A Benchmark of French ASR Systems Based on Error Severity
Antoine Tholly, Jane Wottawa, Mickael Rouvier, Richard Dufour
TL;DR
The paper tackles the limitation of traditional ASR evaluation by introducing a human-centric error severity typology for French, moving beyond Word Error Rate to assess interpretability. It defines four error categories—Lex, Gram, Cotx, and Fail—each capturing different levels of readability and contextual dependency, and applies this framework to a benchmark of 10 ASR systems using the REPERE French corpus with expert annotations. The experimental protocol combines Kaldi and SpeechBrain systems with varied SSL models and tokenizers, revealing that Kaldi with rescoring yields the best overall performance while certain LeBenchmark configurations excel at handling the most critical Fail errors.
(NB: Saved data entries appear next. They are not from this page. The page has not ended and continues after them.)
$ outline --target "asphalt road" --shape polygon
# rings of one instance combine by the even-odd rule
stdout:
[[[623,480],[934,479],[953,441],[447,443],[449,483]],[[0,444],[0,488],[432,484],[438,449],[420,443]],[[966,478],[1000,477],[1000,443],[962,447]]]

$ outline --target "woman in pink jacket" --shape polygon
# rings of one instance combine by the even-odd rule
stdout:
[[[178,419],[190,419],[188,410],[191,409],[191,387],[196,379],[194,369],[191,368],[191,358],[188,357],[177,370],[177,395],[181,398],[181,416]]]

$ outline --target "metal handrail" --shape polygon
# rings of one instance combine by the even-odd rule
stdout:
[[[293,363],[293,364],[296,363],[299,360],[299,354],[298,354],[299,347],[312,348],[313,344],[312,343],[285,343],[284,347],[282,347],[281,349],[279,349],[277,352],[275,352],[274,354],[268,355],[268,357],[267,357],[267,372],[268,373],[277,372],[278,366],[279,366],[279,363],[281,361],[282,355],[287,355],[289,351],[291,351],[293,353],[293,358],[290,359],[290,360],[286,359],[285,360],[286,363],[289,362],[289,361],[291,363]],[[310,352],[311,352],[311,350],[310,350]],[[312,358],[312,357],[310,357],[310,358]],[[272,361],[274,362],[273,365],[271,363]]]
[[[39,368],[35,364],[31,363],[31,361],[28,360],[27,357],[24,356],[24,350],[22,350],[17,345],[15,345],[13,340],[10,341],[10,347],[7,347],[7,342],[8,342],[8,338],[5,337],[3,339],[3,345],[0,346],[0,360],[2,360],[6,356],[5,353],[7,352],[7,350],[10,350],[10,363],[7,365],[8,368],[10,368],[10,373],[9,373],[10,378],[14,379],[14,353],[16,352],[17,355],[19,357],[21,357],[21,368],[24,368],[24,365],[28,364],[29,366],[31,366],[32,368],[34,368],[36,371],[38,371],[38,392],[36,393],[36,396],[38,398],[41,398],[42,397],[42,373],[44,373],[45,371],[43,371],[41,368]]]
The study demonstrates that the proposed metric provides richer, more actionable insights for ASR benchmarking and suggests perceptual validation to further align evaluations with user experience, with potential applicability to multiple languages.
Abstract
Automatic Speech Recognition (ASR) transcription errors are commonly assessed using metrics that compare them with a reference transcription, such as Word Error Rate (WER), which measures spelling deviations from the reference, or semantic score-based metrics. However, these approaches often overlook what is understandable to humans when interpreting transcription errors. To address this limitation, a new evaluation is proposed that categorizes errors into four levels of severity, further divided into subtypes, based on objective linguistic criteria, contextual patterns, and the use of content words as the unit of analysis. This metric is applied to a benchmark of 10 state-of-the-art ASR systems on French language, encompassing both HMM-based and end-to-end models. Our findings reveal the strengths and weaknesses of each system, identifying those that provide the most comfortable reading experience for users.